Date | May 2016 | Marks available | 2 | Reference code | 16M.1.sl.TZ1.10 |
Level | SL only | Paper | 1 | Time zone | TZ1 |
Command term | Write down | Question number | 10 | Adapted from | N/A |
Question
Let \(f(x) = \sqrt {4x + 5} \), for \(x \geqslant - 1.25\).
Consider another function \(g\). Let R be a point on the graph of \(g\). The \(x\)-coordinate of R is 1. The equation of the tangent to the graph at R is \(y = 3x + 6\).
Find \(f'(1)\).
Write down \(g'(1)\).
Find \(g(1)\).
Let \(h(x) = f(x) \times g(x)\). Find the equation of the tangent to the graph of \(h\) at the point where \(x = 1\).
Markscheme
choosing chain rule (M1)
eg\(\,\,\,\,\,\)\(\frac{{{\text{d}}y}}{{{\text{d}}x}} = \frac{{{\text{d}}y}}{{{\text{d}}u}} \times \frac{{{\text{d}}u}}{{{\text{d}}x}},{\text{ }}u = 4x + 5,{\text{ }}u' = 4\)

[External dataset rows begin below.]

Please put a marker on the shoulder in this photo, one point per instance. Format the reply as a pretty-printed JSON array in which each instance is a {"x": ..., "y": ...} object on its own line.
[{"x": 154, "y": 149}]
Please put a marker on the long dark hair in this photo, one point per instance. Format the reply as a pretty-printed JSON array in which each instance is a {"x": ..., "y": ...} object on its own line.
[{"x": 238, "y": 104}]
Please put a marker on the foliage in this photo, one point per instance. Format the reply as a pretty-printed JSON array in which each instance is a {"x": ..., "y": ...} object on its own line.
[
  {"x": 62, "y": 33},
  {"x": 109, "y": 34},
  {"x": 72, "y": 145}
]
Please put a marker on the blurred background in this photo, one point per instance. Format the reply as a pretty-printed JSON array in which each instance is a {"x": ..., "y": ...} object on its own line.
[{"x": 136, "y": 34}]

correct derivative of \(f\) A2
eg\(\,\,\,\,\,\)\(\frac{1}{2}{(4x + 5)^{ - \frac{1}{2}}} \times 4,{\text{ }}f'(x) = \frac{2}{{\sqrt {4x + 5} }}\)
\(f'(1) = \frac{2}{3}\) A1 N2
[4 marks]
recognize that \(g'(x)\) is the gradient of the tangent (M1)
eg\(\,\,\,\,\,\)\(g'(x) = m\)
\(g'(1) = 3\) A1 N2
[2 marks]
recognize that R is on the tangent (M1)
eg\(\,\,\,\,\,\)\(g(1) = 3 \times 1 + 6\), sketch
\(g(1) = 9\) A1 N2
[2 marks]
\(f(1) = \sqrt {4 + 5} {\text{ }}( = 3)\) (seen anywhere) A1
\(h(1) = 3 \times 9{\text{ }}( = 27)\) (seen anywhere) A1
choosing product rule to find \(h'(x)\) (M1)
eg\(\,\,\,\,\,\)\(uv' + u'v\)
correct substitution to find \(h'(1)\) (A1)
eg\(\,\,\,\,\,\)\(f(1) \times g'(1) + f'(1) \times g(1)\)
\(h'(1) = 3 \times 3 + \frac{2}{3} \times 9{\text{ }}( = 15)\) A1
EITHER
attempt to substitute coordinates (in any order) into the equation of a straight line (M1)
eg\(\,\,\,\,\,\)\(y - 27 = h'(1)(x - 1),{\text{ }}y - 1 = 15(x - 27)\)
\(y - 27 = 15(x - 1)\) A1 N2
OR
attempt to substitute coordinates (in any order) to find the \(y\)-intercept (M1)
eg\(\,\,\,\,\,\)\(27 = 15 \times 1 + b,{\text{ }}1 = 15 \times 27 + b\)
\(y = 15x + 12\) A1 N2
[7 marks]
Examiners report
Part a) was relatively well answered – the obvious errors seen were not using the chain rule correctly and simple fraction calculations being wrong.
In parts b) and c) it seemed that the students did not have a good conceptual understanding of what was actually happening in this question. There was lack of understanding of tangents, gradients and their relationship to the original function, \(g\). A working sketch may have been beneficial but few were seen and many did a lot more work than required.
In parts b) and c) it seemed that the students did not have a good conceptual understanding of what was actually happening in this question. There was lack of understanding of tangents, gradients and their relationship to the original function, \(g\). A working sketch may have been beneficial but few were seen and many did a lot more work than required.
In part d) although candidates recognized \(h(x)\) as a product and may have correctly found \(h(1)\), they did not necessarily use the product rule to find \(h'(x)\), instead incorrectly using \(h'(x) = f'(x) \times g'(x)\). It was rare for a candidate to get as far as finding the equation of a straight line but those who did usually gained full marks.